DisMix: Disentangling Mixtures of Musical Instruments for Source-level Pitch and Timbre Manipulation
Yin-Jyun Luo, Kin Wai Cheuk, Woosung Choi, Toshimitsu Uesaka, Keisuke Toyama, Koichi Saito, Chieh-Hsin Lai, Yuhta Takida, Wei-Hsiang Liao, Simon Dixon, Yuki Mitsufuji
TL;DR
DisMix tackles pitch-timbre disentanglement in multi-instrument mixtures by representing each instrument with a source-level pair $(\nu^{(i)},\tau^{(i)})$ and conditioning a decoder on a set of source-level representations $\mathcal{S}=\{s^{(i)}\}$. It presents two instantiations: a simple auto-encoder validating core disentanglement and a latent diffusion model with a Diffusion Transformer (DiT) that handles realistic Bach chorales; both incorporate a binarisation layer for pitch and a Gaussian prior for timbre, optimized via an ELBO with auxiliary losses.
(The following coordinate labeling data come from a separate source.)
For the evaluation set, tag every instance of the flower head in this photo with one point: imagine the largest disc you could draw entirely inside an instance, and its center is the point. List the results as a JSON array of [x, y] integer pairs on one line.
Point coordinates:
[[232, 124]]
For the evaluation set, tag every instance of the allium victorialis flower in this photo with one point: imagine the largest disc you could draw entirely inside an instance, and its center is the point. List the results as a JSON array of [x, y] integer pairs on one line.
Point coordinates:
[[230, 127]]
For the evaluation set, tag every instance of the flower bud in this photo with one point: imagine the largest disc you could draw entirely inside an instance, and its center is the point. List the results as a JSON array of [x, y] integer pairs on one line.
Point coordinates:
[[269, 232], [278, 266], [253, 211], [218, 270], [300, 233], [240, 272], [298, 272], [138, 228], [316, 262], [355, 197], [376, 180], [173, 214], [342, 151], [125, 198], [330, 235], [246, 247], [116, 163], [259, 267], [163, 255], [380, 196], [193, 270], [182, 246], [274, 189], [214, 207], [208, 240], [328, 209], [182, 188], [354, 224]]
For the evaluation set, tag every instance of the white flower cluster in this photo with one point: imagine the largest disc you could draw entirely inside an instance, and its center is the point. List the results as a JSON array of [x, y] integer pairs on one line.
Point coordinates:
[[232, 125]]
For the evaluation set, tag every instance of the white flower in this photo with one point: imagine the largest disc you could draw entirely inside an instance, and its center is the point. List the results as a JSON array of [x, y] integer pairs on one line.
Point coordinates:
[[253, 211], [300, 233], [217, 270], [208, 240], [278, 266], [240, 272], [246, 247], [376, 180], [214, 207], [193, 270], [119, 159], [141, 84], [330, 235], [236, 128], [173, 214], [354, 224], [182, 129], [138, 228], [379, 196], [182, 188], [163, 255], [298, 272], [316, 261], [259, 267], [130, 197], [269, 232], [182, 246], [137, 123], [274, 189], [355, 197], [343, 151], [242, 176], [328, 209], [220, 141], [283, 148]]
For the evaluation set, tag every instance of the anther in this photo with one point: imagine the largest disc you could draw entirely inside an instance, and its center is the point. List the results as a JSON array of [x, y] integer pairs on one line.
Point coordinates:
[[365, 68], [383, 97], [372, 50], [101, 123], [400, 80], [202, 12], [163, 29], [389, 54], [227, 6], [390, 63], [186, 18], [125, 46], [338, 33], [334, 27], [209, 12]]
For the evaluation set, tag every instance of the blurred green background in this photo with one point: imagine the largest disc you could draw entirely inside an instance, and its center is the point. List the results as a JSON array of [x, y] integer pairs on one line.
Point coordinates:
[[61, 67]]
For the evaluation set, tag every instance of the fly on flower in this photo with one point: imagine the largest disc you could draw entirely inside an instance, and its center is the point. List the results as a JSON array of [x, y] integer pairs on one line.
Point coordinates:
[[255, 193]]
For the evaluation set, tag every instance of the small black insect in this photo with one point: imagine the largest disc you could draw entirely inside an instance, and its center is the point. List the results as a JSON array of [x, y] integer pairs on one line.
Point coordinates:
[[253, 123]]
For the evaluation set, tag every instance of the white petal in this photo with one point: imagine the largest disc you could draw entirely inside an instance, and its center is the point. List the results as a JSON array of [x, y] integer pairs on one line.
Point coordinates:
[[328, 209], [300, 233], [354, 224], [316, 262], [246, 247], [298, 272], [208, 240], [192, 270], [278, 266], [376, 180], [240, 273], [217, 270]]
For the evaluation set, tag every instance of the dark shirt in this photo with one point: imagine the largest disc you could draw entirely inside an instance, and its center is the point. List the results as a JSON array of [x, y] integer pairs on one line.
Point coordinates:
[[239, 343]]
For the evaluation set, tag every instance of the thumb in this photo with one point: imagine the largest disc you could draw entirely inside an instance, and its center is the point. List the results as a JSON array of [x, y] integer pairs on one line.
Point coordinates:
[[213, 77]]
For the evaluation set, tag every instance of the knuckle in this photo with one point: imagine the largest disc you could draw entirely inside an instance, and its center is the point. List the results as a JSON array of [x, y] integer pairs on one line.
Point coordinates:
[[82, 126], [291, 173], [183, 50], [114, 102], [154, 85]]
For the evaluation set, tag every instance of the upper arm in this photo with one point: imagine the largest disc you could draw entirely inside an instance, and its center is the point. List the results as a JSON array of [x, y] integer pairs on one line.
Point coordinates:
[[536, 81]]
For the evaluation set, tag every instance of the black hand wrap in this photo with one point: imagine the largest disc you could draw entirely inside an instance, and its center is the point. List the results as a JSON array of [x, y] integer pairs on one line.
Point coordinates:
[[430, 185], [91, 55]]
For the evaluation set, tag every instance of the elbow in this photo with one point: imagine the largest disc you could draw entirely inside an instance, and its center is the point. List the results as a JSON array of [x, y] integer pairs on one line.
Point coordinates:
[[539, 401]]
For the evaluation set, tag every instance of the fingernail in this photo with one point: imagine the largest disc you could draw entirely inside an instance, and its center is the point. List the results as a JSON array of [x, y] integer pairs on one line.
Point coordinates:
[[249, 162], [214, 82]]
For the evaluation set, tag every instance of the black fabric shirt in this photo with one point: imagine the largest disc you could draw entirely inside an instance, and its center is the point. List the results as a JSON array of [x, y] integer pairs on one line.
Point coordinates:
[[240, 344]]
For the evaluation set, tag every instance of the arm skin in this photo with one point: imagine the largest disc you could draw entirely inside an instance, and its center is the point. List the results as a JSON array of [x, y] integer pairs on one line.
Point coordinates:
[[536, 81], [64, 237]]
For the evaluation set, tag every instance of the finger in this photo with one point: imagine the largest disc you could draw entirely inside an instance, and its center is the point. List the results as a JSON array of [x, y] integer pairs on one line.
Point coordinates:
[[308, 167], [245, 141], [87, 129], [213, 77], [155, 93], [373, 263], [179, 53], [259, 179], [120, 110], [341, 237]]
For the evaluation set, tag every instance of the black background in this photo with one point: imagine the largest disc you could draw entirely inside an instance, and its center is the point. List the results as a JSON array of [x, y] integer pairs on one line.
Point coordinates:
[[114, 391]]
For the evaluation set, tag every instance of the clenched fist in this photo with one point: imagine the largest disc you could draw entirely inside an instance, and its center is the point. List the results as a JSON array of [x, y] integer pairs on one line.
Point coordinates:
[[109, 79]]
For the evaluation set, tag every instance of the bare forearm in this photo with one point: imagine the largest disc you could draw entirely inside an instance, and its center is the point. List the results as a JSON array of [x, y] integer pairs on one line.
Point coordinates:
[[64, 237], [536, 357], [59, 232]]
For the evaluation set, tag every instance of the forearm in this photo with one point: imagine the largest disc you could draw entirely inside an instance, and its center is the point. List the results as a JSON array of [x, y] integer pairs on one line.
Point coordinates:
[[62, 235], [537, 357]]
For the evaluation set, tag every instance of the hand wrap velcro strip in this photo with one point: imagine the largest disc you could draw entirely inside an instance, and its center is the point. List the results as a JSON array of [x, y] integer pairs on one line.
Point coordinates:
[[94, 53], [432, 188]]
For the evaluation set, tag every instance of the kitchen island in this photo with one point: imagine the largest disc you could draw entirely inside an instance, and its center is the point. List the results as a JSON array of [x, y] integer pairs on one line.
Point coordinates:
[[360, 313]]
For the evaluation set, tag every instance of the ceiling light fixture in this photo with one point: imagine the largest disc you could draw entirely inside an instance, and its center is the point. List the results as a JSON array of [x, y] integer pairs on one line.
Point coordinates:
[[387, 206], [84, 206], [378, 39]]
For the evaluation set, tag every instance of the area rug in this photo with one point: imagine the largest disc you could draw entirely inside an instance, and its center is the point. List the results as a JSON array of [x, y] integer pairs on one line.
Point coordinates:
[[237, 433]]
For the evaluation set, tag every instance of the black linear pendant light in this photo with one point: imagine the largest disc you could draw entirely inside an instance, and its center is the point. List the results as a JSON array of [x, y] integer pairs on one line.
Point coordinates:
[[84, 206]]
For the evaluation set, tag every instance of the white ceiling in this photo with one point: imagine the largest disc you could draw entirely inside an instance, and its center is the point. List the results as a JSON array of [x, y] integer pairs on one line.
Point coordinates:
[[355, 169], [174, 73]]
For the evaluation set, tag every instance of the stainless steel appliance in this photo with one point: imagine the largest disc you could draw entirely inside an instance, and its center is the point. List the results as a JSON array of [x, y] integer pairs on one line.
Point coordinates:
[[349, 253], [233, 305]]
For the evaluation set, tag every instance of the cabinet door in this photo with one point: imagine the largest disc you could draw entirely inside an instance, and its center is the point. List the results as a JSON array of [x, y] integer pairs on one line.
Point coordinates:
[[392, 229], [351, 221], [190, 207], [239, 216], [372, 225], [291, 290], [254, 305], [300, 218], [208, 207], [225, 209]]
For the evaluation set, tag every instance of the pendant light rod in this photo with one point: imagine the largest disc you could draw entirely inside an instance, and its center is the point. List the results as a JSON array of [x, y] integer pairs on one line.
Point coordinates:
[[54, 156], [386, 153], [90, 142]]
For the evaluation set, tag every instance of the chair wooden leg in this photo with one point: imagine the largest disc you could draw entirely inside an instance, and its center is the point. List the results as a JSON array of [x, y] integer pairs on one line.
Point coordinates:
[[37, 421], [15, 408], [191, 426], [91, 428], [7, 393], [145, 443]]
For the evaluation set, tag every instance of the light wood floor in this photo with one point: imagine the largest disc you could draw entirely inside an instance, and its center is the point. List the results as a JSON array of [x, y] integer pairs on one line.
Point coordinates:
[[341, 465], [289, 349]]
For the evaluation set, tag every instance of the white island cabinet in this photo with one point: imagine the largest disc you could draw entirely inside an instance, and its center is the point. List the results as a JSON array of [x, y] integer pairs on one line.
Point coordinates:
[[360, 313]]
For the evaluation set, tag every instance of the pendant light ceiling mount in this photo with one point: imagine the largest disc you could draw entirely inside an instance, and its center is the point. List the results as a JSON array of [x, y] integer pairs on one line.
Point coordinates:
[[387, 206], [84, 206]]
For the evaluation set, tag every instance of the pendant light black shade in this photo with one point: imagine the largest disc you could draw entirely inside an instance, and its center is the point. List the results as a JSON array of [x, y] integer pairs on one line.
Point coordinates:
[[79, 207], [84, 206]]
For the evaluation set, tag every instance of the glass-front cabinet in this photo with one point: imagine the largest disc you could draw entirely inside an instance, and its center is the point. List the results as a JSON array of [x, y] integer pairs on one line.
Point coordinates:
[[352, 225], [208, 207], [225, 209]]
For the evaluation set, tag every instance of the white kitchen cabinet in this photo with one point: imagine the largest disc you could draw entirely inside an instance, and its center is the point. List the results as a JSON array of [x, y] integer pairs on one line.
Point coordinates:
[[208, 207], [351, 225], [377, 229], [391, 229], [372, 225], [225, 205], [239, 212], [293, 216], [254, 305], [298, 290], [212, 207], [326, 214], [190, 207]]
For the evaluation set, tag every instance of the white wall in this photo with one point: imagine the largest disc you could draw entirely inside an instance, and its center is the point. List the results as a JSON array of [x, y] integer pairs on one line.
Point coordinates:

The approach enables compositional manipulation, such as swapping instruments or altering melodies, demonstrated through qualitative and quantitative evaluations including disentanglement metrics and Fréchet Audio Distance. The Latent Diffusion Model variant achieves strong instrument-pitch disentanglement and high-quality audio with set-based conditioning, indicating practical potential for controllable multi-instrument synthesis without heavy reliance on external source separation. Overall, DisMix advances modular, object-centric representations for music synthesis, enabling flexible, attribute-level mixing and transformation of complex ensembles.
Abstract
Existing work on pitch and timbre disentanglement has been mostly focused on single-instrument music audio, excluding the cases where multiple instruments are presented. To fill the gap, we propose DisMix, a generative framework in which the pitch and timbre representations act as modular building blocks for constructing the melody and instrument of a source, and the collection of which forms a set of per-instrument latent representations underlying the observed mixture. By manipulating the representations, our model samples mixtures with novel combinations of pitch and timbre of the constituent instruments. We can jointly learn the disentangled pitch-timbre representations and a latent diffusion transformer that reconstructs the mixture conditioned on the set of source-level representations. We evaluate the model using both a simple dataset of isolated chords and a realistic four-part chorales in the style of J.S. Bach, identify the key components for the success of disentanglement, and demonstrate the application of mixture transformation based on source-level attribute manipulation.